Белым комком страха прямо на них мчался заяц.
— Первый — мой, — сказал Енко и выстрелил, почти не целясь. Заяц подпрыгнул, но продолжал бежать. Он пронесся в трех метрах от Руслана, разбрызгивая вишни, но, не осилив сугроба, на пологом вираже оросил его полукругом крови и скатился вниз, жалобно вереща и загребая снег задними ногами.
Пока Руслан, мучимый состраданием, наблюдал его конвульсии, один за одним с долго затухающим эхом прогремели четыре выстрела.
— Подстрахуй, пока перезаряжу, — крикнул Енко.
Руслан поднял ружье. Снежное поле перед ним было испачкано пятнами крови. Слышались далекие крики загонщиков и деревянный перестук. Вдоль кустов зигзагами, шарахаясь из стороны в сторону, бежал заяц. Порой он останавливался, прислушиваясь к нарастающему шуму, и снова припускал. «Дурак, отверни в сторону». Но заяц боялся голой степи и жался к зарослям болотца. Руслан поймал его на мушку, но Енко опередил его. На снегу, медленно растекаясь, появилось еще одно пятно.

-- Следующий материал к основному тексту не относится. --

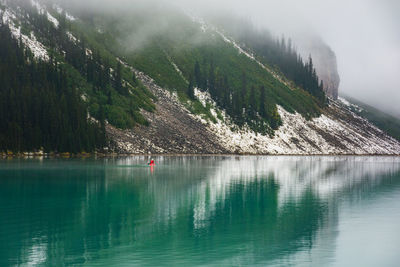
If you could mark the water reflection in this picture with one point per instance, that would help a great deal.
(186, 211)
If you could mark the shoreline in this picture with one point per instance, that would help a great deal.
(95, 155)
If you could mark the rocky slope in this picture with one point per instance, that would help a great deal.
(174, 130)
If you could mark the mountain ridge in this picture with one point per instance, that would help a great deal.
(173, 97)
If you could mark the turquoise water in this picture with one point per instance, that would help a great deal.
(201, 211)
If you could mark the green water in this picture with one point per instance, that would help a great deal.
(201, 211)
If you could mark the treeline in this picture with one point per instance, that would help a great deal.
(38, 109)
(245, 104)
(113, 90)
(282, 53)
(279, 52)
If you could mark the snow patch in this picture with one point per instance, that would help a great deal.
(319, 136)
(60, 11)
(38, 49)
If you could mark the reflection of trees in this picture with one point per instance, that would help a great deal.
(252, 210)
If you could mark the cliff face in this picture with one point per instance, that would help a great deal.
(324, 59)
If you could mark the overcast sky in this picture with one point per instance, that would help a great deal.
(365, 35)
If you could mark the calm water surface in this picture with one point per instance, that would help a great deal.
(201, 211)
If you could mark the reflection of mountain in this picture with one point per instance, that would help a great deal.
(198, 210)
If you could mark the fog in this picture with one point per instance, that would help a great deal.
(365, 35)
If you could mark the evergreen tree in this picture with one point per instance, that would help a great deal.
(190, 90)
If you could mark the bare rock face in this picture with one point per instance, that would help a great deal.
(324, 59)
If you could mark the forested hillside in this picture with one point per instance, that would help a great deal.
(38, 106)
(154, 79)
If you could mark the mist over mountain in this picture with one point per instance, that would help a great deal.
(174, 77)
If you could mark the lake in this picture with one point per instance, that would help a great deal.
(201, 211)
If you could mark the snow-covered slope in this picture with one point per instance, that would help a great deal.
(338, 131)
(10, 17)
(173, 129)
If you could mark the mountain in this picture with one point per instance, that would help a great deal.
(325, 62)
(160, 80)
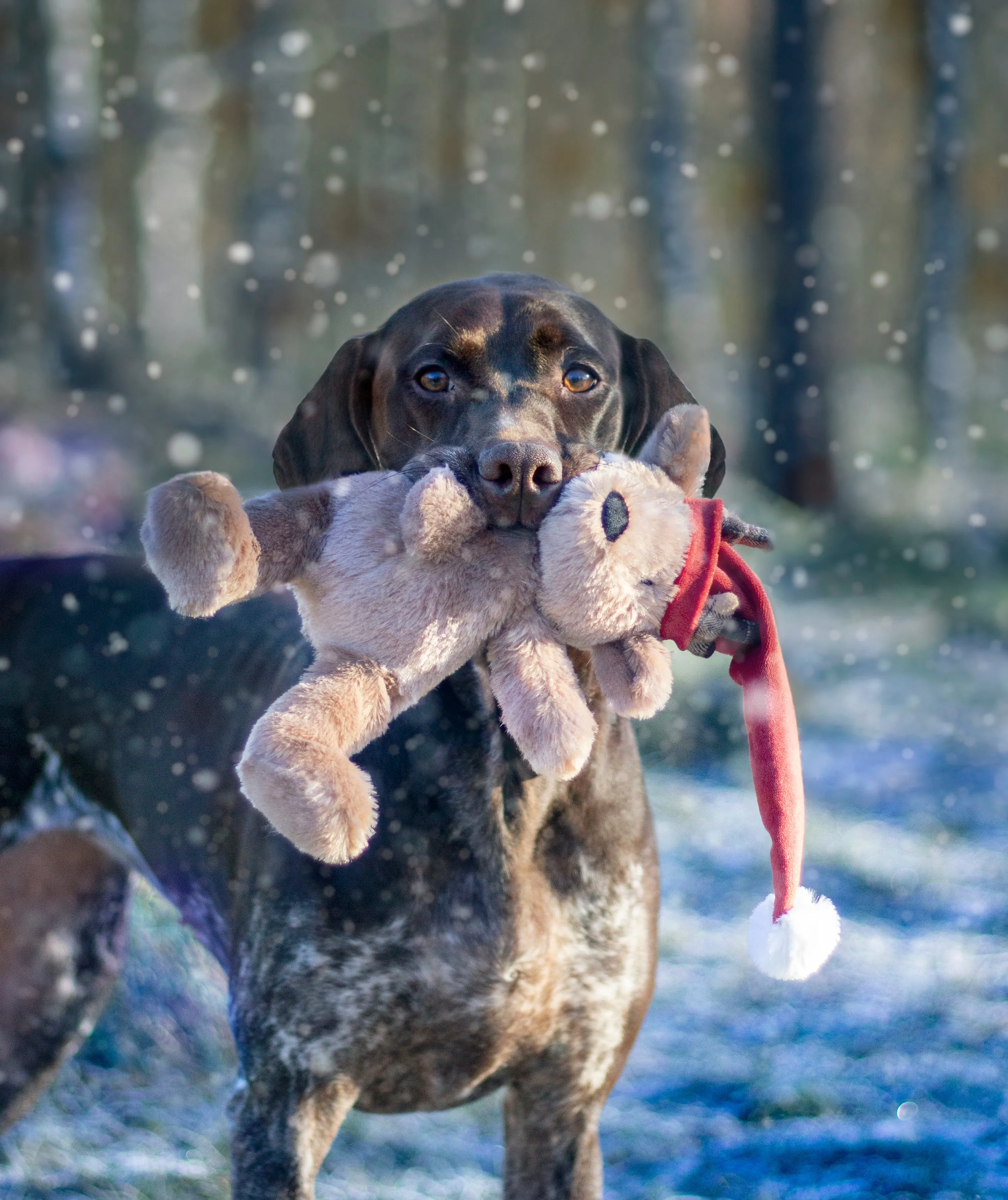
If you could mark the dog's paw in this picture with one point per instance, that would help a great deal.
(200, 544)
(316, 797)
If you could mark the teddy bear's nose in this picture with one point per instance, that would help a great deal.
(520, 480)
(616, 516)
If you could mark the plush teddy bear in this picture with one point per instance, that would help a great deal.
(629, 557)
(399, 585)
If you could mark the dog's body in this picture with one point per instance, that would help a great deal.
(501, 928)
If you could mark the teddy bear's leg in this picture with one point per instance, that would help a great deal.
(297, 768)
(439, 516)
(540, 700)
(634, 674)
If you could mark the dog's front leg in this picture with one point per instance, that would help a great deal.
(551, 1142)
(283, 1127)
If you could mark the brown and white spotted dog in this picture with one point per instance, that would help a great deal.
(499, 929)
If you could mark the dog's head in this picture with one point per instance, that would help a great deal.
(514, 381)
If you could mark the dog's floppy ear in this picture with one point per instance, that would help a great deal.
(651, 388)
(681, 445)
(329, 435)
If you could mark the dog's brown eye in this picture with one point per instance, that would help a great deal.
(580, 380)
(434, 380)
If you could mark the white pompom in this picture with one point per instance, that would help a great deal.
(800, 943)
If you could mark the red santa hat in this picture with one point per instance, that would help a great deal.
(791, 933)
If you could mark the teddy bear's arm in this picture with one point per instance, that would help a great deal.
(291, 530)
(209, 550)
(439, 516)
(540, 700)
(634, 674)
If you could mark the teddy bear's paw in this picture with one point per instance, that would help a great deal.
(200, 544)
(635, 675)
(326, 804)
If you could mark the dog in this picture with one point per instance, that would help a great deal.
(499, 930)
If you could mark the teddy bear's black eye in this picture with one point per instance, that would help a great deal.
(434, 380)
(616, 516)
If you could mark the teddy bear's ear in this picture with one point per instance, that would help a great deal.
(681, 445)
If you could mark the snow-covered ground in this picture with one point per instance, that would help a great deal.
(885, 1075)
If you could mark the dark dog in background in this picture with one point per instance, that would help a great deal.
(498, 932)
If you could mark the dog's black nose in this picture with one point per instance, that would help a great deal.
(520, 480)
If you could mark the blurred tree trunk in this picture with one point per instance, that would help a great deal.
(942, 358)
(791, 454)
(694, 323)
(23, 171)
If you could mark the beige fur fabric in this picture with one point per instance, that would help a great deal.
(399, 585)
(200, 543)
(611, 550)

Белые, пушистые, они бежали и бежали к роковой черте и падали один за одним под дождем дроби. Енко стрелял из своей пятизарядки сосредоточенно, без азарта и лишних движений. Казалось, этому побоищу не будет конца, но, осыпав иней с куста, из зарослей вышел черный человек и, замахав руками, весело закричал:
— Не стреляй, Мироныч! Свои!
Загонщики разбрелись по полю, собирая убитых зайцев. Закурили, окружив окровавленный сугробик. Сдвинули шапки с мокрых лбов на затылки. Затравили охотничьи байки.
— Топтун, покажи свою задницу, — попросил, сплевывая табак с губ, гармонист с техническим образованием. И все, кроме Руслана и Енко, расхохотались, а Топтун, нахмурившись, предостерег:
— Не буди во мне человека, Поплавок!
— В прошлом году на косачей ходили, — проигнорировав угрозу, продолжал гармонист, сдерживая смех, как тошноту. — А с нами очкарик один был. Петька Жоров. Снайпер, мать его. С двух метров в корову не попадет. Ну, обмыли, как водится, трофеи. Вот Топтун и решил над ним подшутить. Выковырял из патрона дробь, заряжает ружье и говорит: «Спорим на бутылку: с десяти метров мне в задницу не попадешь». А Жоров такой человек — водкой не пои, а дай поспорить. Очки на носу поправил: «Становись!». Топтун нам подмигивает. Отсчитал десять метров и встал буквой «г». Сзади, беда такая, глаз нет. Что там, за спиной, делается — не видит. А Жоров ружье переломил, патрон вытаскивает. Мама родная! Картечь! Я же ему все седалище разворочу. Достает из патронташа «единичку» — и в ствол…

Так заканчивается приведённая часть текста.